Natürlich sei sie zeitweise angeeckt. «Für gewisse Leute war ich ein rotes Tuch. Ich war es gewohnt, auf Widerstände zu treffen und oft die einzige Frau zu sein», sagt Rottenberg Liatowitsch. Benachteiligt habe sie sich aber nie gefühlt; allenfalls habe man sie zu Beginn ihrer Karriere etwas genauer beobachtet als einen männlichen Kollegen. Gestört hat sie das nie. Und sie habe auch nie versucht, männliche karrieristische Verhaltensmuster zu übernehmen. Aus Machtkämpfen habe sie sich herausgehalten, einfach weiter ihre Arbeit erledigt, die sie zeitweise derart beanspruchte, dass für anderes kaum Zeit blieb. «Für mich war das Amt der Richterin nicht einfach ein Job, sondern Leidenschaft.»

 

Mit ihren Urteilen sei sie am Bundesgericht oft allein auf weiter Flur gewesen. Als Beispiel nennt sie den Asbest-Fall. Ein Fünfergremium hatte zu entscheiden, ob die Klage eines Asbestopfers bei Einreichung bereits verjährt sei.

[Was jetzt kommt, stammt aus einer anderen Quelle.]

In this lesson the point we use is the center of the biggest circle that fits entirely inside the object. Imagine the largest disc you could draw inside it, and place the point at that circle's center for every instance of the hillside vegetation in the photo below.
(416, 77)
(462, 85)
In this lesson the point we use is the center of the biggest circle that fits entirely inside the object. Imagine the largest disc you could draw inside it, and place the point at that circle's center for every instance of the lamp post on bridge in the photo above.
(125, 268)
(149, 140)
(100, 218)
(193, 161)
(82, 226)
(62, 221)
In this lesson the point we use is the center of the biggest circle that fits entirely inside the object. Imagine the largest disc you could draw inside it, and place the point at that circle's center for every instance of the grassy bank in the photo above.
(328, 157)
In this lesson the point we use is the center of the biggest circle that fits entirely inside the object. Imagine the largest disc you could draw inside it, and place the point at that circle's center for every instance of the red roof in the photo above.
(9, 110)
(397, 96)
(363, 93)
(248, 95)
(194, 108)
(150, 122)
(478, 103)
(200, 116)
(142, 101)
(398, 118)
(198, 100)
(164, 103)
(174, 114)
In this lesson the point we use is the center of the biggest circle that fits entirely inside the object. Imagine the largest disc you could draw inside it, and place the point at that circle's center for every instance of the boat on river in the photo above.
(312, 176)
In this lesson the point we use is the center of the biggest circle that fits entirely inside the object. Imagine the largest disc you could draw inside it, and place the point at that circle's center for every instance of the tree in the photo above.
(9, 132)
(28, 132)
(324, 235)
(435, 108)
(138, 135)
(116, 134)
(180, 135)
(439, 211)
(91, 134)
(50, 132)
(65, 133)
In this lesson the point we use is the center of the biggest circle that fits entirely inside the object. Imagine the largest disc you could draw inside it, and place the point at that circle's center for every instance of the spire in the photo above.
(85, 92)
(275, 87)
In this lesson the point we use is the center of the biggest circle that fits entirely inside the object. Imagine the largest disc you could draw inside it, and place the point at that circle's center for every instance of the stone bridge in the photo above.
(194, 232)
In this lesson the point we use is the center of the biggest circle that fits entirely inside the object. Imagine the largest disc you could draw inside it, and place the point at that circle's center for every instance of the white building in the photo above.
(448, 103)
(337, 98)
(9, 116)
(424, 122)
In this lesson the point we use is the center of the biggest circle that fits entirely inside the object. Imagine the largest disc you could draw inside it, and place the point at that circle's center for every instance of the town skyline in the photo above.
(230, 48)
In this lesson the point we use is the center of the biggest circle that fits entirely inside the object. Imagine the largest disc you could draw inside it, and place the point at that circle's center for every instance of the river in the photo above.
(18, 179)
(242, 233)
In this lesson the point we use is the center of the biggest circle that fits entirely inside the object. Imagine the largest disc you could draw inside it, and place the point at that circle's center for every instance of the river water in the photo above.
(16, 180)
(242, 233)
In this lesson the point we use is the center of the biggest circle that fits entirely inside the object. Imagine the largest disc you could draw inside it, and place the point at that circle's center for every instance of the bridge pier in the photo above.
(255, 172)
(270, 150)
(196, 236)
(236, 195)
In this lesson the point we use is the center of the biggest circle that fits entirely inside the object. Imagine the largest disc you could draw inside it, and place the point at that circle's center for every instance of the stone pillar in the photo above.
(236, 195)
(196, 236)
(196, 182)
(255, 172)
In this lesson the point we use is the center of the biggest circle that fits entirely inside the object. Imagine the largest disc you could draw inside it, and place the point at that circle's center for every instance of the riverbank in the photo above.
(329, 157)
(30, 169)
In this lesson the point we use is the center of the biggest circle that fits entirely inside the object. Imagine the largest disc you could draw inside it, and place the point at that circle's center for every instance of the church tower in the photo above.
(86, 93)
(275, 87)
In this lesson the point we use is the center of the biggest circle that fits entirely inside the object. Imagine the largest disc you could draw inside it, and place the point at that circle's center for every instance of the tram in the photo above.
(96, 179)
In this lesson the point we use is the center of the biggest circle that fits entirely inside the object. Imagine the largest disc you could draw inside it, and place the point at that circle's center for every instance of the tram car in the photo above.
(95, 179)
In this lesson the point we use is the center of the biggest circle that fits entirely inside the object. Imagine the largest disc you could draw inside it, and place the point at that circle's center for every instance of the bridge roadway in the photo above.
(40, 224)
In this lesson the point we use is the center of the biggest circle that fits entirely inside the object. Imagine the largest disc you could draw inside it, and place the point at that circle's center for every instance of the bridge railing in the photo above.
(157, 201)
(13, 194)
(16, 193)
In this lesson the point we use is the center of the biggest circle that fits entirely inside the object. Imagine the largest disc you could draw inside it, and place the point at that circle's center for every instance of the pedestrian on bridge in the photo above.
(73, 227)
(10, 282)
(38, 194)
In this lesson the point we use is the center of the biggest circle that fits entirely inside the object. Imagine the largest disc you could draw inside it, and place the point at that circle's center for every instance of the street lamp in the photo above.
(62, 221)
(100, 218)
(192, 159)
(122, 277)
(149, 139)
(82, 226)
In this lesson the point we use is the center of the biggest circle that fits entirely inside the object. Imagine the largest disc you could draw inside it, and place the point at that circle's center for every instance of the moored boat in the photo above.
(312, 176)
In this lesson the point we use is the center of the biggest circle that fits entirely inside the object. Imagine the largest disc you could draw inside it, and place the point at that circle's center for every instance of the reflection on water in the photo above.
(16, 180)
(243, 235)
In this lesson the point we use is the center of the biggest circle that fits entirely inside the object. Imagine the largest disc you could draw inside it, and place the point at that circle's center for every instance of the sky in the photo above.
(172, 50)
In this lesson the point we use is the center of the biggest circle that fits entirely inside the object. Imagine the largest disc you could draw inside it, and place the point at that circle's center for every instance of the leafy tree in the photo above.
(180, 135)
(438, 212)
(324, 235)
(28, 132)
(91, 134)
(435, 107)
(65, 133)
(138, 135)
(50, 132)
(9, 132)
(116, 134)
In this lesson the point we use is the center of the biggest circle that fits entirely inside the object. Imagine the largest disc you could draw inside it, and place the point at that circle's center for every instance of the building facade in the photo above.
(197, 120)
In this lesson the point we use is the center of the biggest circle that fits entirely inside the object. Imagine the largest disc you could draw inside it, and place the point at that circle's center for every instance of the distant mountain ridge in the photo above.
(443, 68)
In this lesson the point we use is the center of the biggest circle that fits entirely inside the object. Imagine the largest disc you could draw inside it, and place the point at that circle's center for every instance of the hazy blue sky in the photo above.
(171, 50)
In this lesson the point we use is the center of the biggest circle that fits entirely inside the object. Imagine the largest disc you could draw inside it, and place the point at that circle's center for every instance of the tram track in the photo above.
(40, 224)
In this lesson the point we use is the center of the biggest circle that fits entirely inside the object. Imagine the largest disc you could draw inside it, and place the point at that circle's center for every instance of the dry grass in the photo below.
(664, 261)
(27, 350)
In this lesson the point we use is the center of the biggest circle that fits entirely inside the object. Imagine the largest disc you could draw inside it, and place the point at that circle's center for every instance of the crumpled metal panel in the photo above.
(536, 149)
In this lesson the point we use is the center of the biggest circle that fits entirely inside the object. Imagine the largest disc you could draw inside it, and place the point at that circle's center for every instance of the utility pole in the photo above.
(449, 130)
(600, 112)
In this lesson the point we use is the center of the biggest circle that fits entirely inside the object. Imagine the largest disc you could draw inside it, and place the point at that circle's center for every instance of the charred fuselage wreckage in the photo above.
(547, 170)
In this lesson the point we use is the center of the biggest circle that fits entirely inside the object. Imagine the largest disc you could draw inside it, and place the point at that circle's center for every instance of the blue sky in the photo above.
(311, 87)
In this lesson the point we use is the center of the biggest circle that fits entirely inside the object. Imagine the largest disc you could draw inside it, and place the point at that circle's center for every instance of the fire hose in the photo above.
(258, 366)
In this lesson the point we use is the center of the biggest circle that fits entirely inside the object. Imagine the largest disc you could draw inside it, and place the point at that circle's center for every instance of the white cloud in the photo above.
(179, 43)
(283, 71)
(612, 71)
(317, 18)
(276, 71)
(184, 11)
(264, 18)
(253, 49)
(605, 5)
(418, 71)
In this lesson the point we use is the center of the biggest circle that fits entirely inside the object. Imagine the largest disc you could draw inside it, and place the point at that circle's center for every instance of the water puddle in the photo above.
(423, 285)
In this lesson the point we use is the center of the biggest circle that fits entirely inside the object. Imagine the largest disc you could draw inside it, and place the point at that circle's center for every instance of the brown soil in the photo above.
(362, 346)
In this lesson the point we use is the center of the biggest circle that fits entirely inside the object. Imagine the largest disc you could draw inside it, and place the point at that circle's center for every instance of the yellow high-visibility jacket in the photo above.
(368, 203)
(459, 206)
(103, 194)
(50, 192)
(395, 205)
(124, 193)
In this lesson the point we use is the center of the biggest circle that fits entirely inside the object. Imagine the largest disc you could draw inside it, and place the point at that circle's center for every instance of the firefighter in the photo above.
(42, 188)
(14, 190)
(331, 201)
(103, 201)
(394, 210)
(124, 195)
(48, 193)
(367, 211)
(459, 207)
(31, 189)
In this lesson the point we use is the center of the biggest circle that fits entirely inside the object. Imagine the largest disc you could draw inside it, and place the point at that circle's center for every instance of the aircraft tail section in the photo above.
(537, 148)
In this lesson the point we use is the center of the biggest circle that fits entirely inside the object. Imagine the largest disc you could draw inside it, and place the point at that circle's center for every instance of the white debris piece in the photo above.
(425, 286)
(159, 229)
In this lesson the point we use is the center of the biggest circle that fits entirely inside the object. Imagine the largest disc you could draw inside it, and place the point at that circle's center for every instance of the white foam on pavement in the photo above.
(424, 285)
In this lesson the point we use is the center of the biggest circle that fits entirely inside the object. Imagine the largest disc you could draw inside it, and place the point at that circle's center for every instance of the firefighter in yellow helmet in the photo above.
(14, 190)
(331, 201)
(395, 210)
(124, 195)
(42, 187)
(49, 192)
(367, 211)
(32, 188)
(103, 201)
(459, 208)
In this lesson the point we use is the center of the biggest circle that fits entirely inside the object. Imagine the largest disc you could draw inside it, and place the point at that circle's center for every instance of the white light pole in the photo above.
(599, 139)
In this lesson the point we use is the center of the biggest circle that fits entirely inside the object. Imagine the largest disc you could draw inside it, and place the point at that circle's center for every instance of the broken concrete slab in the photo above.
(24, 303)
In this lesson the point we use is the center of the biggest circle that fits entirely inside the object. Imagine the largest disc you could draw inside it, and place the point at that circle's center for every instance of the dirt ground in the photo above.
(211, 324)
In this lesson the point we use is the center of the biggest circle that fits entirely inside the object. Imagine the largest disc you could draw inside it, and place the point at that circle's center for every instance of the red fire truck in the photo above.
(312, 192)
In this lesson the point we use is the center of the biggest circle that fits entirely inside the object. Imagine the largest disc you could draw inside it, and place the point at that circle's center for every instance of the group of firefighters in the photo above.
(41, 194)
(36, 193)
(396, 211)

Rottenberg Liatowitsch sprach sich als Einzige dafür aus, den Lauf der Verjährung wegen der langen Inkubationszeit der Asbest-Schädigungen erst bei Kenntnis des Schadens beginnen zu lassen. Damit fand sie bei ihren Kollegen kein Gehör. Doch der Fall wurde an den Europäischen Gerichtshof für Menschenrechte weitergezogen, und dort stützten die Richter Rottenberg Liatowitschs Sicht: Asbestopfern eine Haftungsklage praktisch immer zu verunmöglichen, verletzte namentlich das Recht auf ein faires Verfahren gemäss Europäischer Menschenrechtskonvention. Noch heute freut sie sich über diesen Entscheid. Sie habe als Richterin immer versucht, so zu entschieden, dass ihr Handeln zugleich allgemeiner Leitfaden für alle sein konnte. Kants kategorischer Imperativ diente ihr als Maxime, auch wenn sie am Ende juristisch entscheiden musste.

 

Endlich Zeit für die Geige
Der Asbest-Fall lag ihr aber auch thematisch, Haftpflichtrecht, das habe sie besonders fasziniert. Auch in diesem Bereich prägte sie einige Grundsatzentscheide des Bundesgerichts. Am wichtigsten sei ihr bei der Arbeit aber immer die Unabhängigkeit gewesen. Richter werden von politischen Parteien portiert, ihre Amtszeit ist begrenzt, danach müssen sie sich wieder zur Wahl stellen. «Die SP hat nie versucht, Druck auf mich auszuüben. Kein einziges Mal musste ich während meiner Karriere politisch Rücksicht nehmen», sagt sie. Dennoch diagnostiziert sie heute, mit einigen Jahren Distanz, eine Verpolitisierung der Justiz: «Das ist sehr gefährlich. Fliessen politische Überlegungen in einen Entscheid ein, findet unabhängig vom Ergebnis ein sachfremdes Element Eingang in die Rechtsprechung. Das schränkt die richterliche Unabhängigkeit ein.» Die Rechtsprechung habe in einem Staat eine enorm wichtige Rolle, die nicht geschwächt werden dürfe. «Die Justiz sorgt dafür, dass der Bürger gut schlafen kann.»

 

Seit Ende 2012 ist Vera Rottenberg Liatowitsch pensioniert. Sie ist für verschiedene Stiftungen tätig, etwa für die Gesellschaft gegen Rassismus und Antisemitismus. Das zivilgesellschaftliche Engagement ist ihr weiterhin wichtig. Auf kommunaler Ebene hat sie sich kürzlich gegen den Verkauf des ehemaligen Altersheims am See gewehrt – und bekam schliesslich von ihren ehemaligen Kollegen am Bundesgericht recht. Geplant war das alles freilich nicht. Rottenberg Liatowitsch zeigt ins Nebenzimmer, auf einen Geigenkasten. «Das ist das Einzige, was ich mir wirklich fest vorgenommen habe. Während meiner Pension wieder mehr Geige zu spielen.»